Re: Visualizing LOD Linkage from Hugh Glaser on 2008-08-06 (public-lod@w3.org from August 2008)

From: Hugh Glaser <hg@ecs.soton.ac.uk>
Date: Wed, 6 Aug 2008 11:56:22 +0100
To: "public-lod@w3.org" <public-lod@w3.org>
Message-ID: <C4BF41E6.263F8%hg@ecs.soton.ac.uk>
D¹accord.

My bit:
We suspect that links have different "value", and would like to capture that
in some way. But that would be lots of numbers etc.
And we would like to capture inbound links, but that is a full research
project.

But somehow I do think that I might like to know separately sameAs v. use of
URIs that go to linked data elsewhere.
So, for sameAs (or similar, including seeAlso), a measure of how many of my
URIs are sameAs other peoples' (so the answer to your question below is 1).
And a separate number that indicates the number of simple outgoing links.

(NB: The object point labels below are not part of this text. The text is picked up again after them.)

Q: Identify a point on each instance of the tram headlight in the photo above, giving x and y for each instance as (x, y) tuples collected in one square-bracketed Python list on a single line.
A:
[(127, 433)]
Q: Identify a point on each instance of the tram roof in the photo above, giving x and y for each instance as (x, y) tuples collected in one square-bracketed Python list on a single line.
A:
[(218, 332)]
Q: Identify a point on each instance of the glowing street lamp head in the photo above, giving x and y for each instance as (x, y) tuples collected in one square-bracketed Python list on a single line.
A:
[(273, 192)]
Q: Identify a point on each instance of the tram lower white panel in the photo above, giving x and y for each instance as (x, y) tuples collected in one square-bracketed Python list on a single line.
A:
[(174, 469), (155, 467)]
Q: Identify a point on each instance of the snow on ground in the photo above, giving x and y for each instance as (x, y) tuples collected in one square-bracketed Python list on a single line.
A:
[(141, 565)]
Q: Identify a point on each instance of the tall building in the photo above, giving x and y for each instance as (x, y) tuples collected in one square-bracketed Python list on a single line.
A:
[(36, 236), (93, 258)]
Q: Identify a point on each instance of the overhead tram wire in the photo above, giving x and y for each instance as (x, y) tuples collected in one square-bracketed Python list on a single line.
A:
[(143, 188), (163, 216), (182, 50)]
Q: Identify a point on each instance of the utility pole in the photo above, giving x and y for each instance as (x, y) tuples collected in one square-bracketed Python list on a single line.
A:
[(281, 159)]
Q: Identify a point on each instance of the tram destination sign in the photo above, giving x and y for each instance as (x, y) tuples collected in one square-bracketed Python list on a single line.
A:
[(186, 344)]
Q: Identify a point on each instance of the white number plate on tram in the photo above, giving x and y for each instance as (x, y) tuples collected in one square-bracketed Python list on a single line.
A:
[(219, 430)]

[Of course, I can do all sorts of stuff to fiddle things, but devising
benchmarks that are no open to abuse is always a challenge, and I suspect
that we can not solve that problem here - leaving it to the social world is
my preference at the moment.]

By the way, if we want numeric measures, can I suggest logarithmic please?
Numbers such as 1,4,5,6 will be much easier to see and compare on a diagram
than 10, 10000, 234712, 2437145.


On 06/08/2008 11:34, "Yves Raimond" <yves.raimond@gmail.com> wrote:

> On Wed, Aug 6, 2008 at 11:15 AM, Hugh Glaser <hg@ecs.soton.ac.uk> wrote:
>>
>> On 06/08/2008 09:54, "Yves Raimond" <yves.raimond@gmail.com> wrote:
>>
>>>
>>>
>>> Hello!
>>>
>> ...
>>>
>>> I am not sure if I interpret it correctly - do you mean that you could
>>> link to two URIs which are in fact sameAs in the target dataset?
>>> Indeed, in that case, the measure would be slightly higher than what
>>> it should be. However, I would think that it is rarely (if not never)
>>> the case.
>>>
>> ...
>> I think not.
>> In our set of KBs this (or similar) is already the case, and vice versa.
>> And it is about to get worse on a world-wide scale.
>>
>> Consider:
>> I have URIa and I have done a lot of work to discover that I think that URIb
>> and URIc (from another source) should be considered the same.
>> (In fact, one of the things that gives me confidence is that I found this
>> other KB I had some trust of that made the same assertion.)
>> Clearly I could just assert URIa owl:sameAs URIb.
>> But then my knowledge that URIa owl:sameAs URIc becomes fragile; it depends
>> on my users finding the other KB, on that KB continuing to exist, and that
>> the other KB does not change its mind.
>> The only safe thing to do (unless I want to risk losing the knowledge, and
>> the work I put in to glean it) is assert URIa owl:sameAs URIc myself.
>> Now the situation you describe has happened.
>
> I completely agree with you, but let's put that back into context. My
> goal is just to have an uniform measure for outbound links. If in my
> dataset I have
>
> URIa owl:sameAs URIb, URIc.
>
> Should I count one outbound link, or two? However, I think the
> "jitter" introduced by this sort of issues is much lower than the
> difference you can introduce by applying the transforms I mentioned in
> the beginning of my thread (going from foaf:based_near outbound links
> to owl:sameAs, for example)
>
> For example, all the stats available on dbtune doesn't change by
> counting one outbound link instead of two in that case. Whereas by
> applying the transform mentioned above to Jamendo, for example, makes
> it go from 3244 to 289!
>
>>
>> The inverse is a little more robust. The KB with URIb and URIc had worked
>> out that URIa is the same. They can just assert URIb owl:sameAs URIa and
>> trust to the continued knowledge of the sameness of URIb and URIc. But the
>> really safe thing to do is also assert URIc owl:sameAs URIa, so the
>> knowledge will be preserved if knowledge of URIb changes or indeed the URI
>> is removed or somehow deprecated.
>>
>> Of course this argument can be extended as more URIs are discovered.
>> This is the nature of using a binary relation in this way, and results in an
>> O(n squared) graph. You can take architectural steps to reduce it,
>> introducing canons and things like that, but the fundamental big O problem
>> is still there.
>
> Agreed. This is a really fundamental problem...
>
> Best,
> y
>
>>
>> Best
>> Hugh
>>
>> --
>> Hugh Glaser,  Reader
>>              Dependable Systems & Software Engineering
>>              School of Electronics and Computer Science,
>>              University of Southampton,
>>              Southampton SO17 1BJ
>> Work: +44 (0)23 8059 3670, Fax: +44 (0)23 8059 3045
>> Mobile: +44 (0)78 9422 3822, Home: +44 (0)23 8061 5652
>> http://www.ecs.soton.ac.uk/~hg/
>>
>> "If we have a correct theory but merely prate about it, pigeonhole it, and
>> do not put it into practice, then the theory, however good, is of no
>> significance."
>>
>>
>>
>
Received on Wednesday, 6 August 2008 10:57:11 UTC